Clinical reasoning—how a nurse processes information and chooses what action to take — is a skill vital to the success of nursing practice and patient care. Developing the clinical reasoning in order to make those critical, split-second decisions takes time, education, experience, patience, and reflection.
In The Essentials of Clinical Reasoning for Nurses, published by the Honor Society of Nursing, Sigma Theta Tau International, authors RuthAnne Kuiper, Sandra O’Donnell, Daniel Pesut, and Stephanie Turrise, and provide a model that supports learning and teaching clinical reasoning, development of reflective and complex thinking, clinical supervision, and care planning through scenarios, diagnostic cues, case webs, and more. The widely acclaimed Outcome-Present State-Test (OPT) Model serves as both a method for self-regulation in nursing and as a patient-centered clinical reasoning model for aspiring and practicing nurses.
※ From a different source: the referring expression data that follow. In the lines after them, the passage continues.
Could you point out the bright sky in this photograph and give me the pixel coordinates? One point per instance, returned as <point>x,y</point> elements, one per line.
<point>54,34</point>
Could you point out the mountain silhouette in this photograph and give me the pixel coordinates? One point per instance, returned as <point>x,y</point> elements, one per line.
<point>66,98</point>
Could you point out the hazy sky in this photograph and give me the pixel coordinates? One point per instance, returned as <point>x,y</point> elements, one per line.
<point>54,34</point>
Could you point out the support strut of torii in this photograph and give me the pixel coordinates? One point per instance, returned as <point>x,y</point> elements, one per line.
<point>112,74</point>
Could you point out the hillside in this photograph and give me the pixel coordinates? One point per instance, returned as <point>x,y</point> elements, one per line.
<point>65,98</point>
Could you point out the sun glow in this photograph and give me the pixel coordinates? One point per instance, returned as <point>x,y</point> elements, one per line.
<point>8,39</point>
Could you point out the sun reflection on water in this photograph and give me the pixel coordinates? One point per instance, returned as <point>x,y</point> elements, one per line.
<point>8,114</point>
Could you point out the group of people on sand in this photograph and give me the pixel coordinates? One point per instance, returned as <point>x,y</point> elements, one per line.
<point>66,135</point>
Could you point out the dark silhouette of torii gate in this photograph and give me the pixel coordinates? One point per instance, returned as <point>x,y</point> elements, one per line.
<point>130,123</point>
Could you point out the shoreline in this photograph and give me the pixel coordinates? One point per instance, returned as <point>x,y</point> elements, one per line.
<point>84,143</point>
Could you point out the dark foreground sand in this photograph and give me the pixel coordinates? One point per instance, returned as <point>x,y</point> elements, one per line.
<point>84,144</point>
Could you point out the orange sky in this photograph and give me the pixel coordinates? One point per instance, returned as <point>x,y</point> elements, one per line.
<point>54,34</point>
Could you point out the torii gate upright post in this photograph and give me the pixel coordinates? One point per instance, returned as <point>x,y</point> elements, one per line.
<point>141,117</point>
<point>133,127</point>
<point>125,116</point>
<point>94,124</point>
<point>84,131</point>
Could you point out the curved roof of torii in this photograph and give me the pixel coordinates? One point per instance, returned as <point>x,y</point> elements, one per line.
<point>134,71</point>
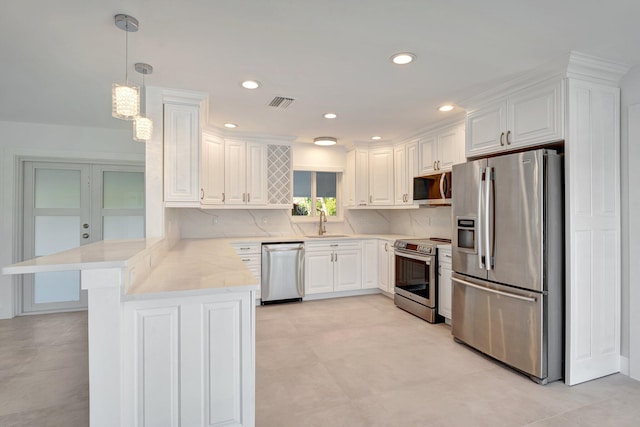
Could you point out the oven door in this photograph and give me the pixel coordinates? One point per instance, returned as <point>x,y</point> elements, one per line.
<point>416,278</point>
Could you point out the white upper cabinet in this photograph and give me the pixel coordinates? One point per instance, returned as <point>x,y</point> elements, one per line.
<point>245,175</point>
<point>181,154</point>
<point>531,116</point>
<point>440,150</point>
<point>381,176</point>
<point>212,170</point>
<point>405,159</point>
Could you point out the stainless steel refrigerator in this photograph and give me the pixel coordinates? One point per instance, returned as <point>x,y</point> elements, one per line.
<point>508,280</point>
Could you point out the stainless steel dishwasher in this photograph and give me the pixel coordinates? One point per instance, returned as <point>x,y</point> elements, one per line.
<point>282,272</point>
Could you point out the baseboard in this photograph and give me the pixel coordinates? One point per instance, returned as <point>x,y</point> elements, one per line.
<point>624,365</point>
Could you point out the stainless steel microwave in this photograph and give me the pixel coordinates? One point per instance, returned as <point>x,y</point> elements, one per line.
<point>432,189</point>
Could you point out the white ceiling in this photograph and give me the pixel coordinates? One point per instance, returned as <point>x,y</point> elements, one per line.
<point>59,58</point>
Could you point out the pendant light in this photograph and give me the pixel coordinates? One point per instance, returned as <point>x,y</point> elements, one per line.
<point>125,99</point>
<point>143,126</point>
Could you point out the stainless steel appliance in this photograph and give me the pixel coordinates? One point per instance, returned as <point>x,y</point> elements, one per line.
<point>415,285</point>
<point>508,260</point>
<point>432,189</point>
<point>282,272</point>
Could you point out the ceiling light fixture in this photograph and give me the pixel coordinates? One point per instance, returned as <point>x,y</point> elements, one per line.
<point>143,126</point>
<point>250,84</point>
<point>403,58</point>
<point>325,140</point>
<point>125,100</point>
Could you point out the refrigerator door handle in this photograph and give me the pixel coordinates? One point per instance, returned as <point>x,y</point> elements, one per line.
<point>493,291</point>
<point>487,218</point>
<point>479,239</point>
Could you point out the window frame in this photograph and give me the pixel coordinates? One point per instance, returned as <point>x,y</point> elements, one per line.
<point>314,214</point>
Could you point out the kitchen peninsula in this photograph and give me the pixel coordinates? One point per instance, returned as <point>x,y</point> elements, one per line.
<point>171,330</point>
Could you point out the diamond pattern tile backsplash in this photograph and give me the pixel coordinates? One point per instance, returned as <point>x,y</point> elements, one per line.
<point>279,174</point>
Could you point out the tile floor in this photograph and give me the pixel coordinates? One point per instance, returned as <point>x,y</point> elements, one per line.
<point>353,362</point>
<point>361,361</point>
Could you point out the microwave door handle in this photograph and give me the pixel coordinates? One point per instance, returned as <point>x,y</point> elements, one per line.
<point>479,241</point>
<point>488,230</point>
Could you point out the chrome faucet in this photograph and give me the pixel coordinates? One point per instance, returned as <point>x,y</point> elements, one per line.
<point>322,229</point>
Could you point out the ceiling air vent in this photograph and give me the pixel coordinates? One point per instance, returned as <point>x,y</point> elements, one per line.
<point>281,102</point>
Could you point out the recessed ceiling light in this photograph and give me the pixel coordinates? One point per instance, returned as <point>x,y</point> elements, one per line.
<point>325,140</point>
<point>403,58</point>
<point>251,84</point>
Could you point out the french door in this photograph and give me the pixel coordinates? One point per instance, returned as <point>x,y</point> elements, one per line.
<point>71,204</point>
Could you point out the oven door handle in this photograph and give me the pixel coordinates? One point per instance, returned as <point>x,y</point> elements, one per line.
<point>493,291</point>
<point>426,258</point>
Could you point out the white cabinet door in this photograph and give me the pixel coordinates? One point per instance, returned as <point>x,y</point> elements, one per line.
<point>212,170</point>
<point>318,272</point>
<point>486,128</point>
<point>369,264</point>
<point>400,175</point>
<point>235,181</point>
<point>361,178</point>
<point>347,269</point>
<point>534,115</point>
<point>381,176</point>
<point>428,155</point>
<point>385,266</point>
<point>256,170</point>
<point>182,154</point>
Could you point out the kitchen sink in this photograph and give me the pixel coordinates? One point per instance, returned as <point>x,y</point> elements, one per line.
<point>326,236</point>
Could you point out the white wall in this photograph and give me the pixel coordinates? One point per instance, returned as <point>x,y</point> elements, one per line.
<point>630,208</point>
<point>33,140</point>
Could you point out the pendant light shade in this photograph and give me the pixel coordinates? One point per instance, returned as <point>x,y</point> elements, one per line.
<point>143,126</point>
<point>125,101</point>
<point>142,129</point>
<point>125,97</point>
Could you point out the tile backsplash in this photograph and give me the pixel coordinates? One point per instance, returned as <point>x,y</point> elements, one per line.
<point>198,223</point>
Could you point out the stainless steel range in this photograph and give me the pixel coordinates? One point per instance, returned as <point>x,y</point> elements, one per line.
<point>415,285</point>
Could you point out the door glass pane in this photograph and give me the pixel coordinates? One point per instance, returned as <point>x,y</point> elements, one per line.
<point>57,188</point>
<point>56,233</point>
<point>123,227</point>
<point>123,190</point>
<point>56,286</point>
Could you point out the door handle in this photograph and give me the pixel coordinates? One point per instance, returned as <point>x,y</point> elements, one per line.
<point>493,291</point>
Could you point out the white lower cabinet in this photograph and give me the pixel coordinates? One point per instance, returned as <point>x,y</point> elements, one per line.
<point>369,264</point>
<point>189,361</point>
<point>386,267</point>
<point>251,256</point>
<point>444,282</point>
<point>332,267</point>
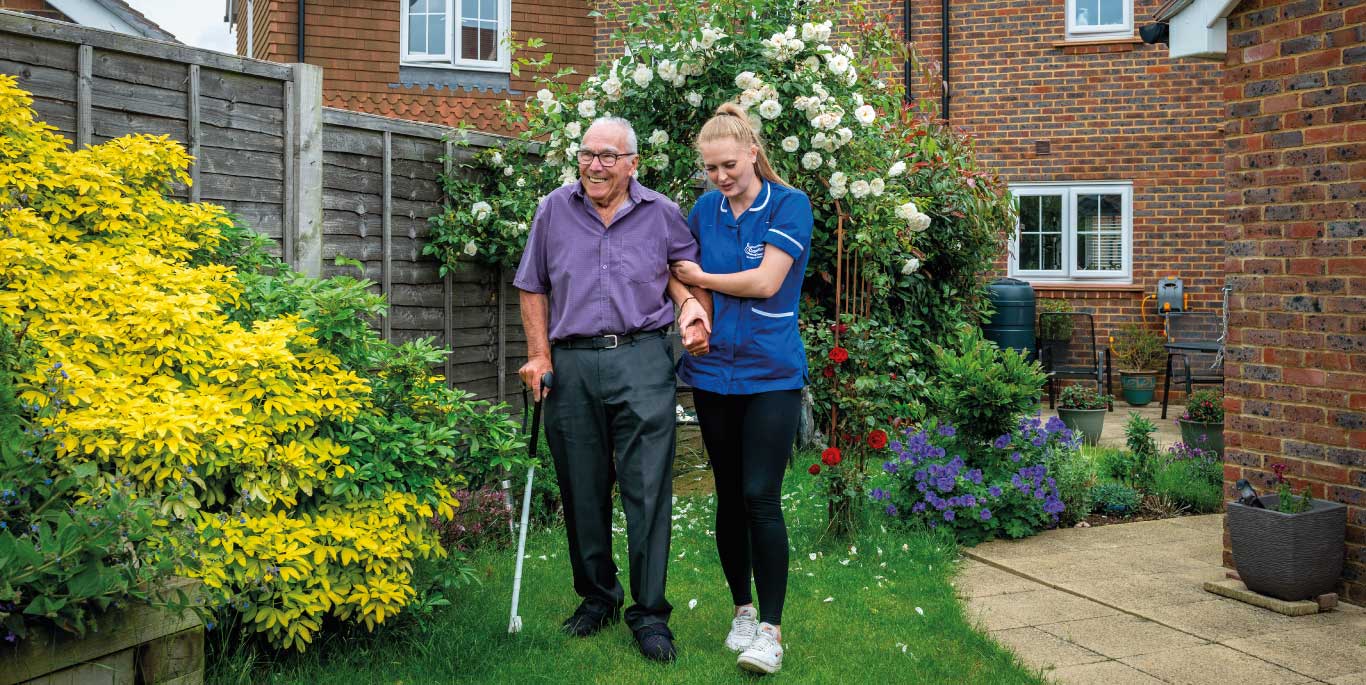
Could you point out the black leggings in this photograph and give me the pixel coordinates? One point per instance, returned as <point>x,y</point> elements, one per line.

“The best nurses know they still have room to grow, especially when it comes to clinical reasoning,” Kuiper said. “It is important for all medical professionals to be sure they are constantly ensuring the best possible patient outcomes.”
This book is a must-have resource for nurse educators, clinicians, managers, administrators, and students who want to develop, hone, and fine-tune their clinical reasoning skills.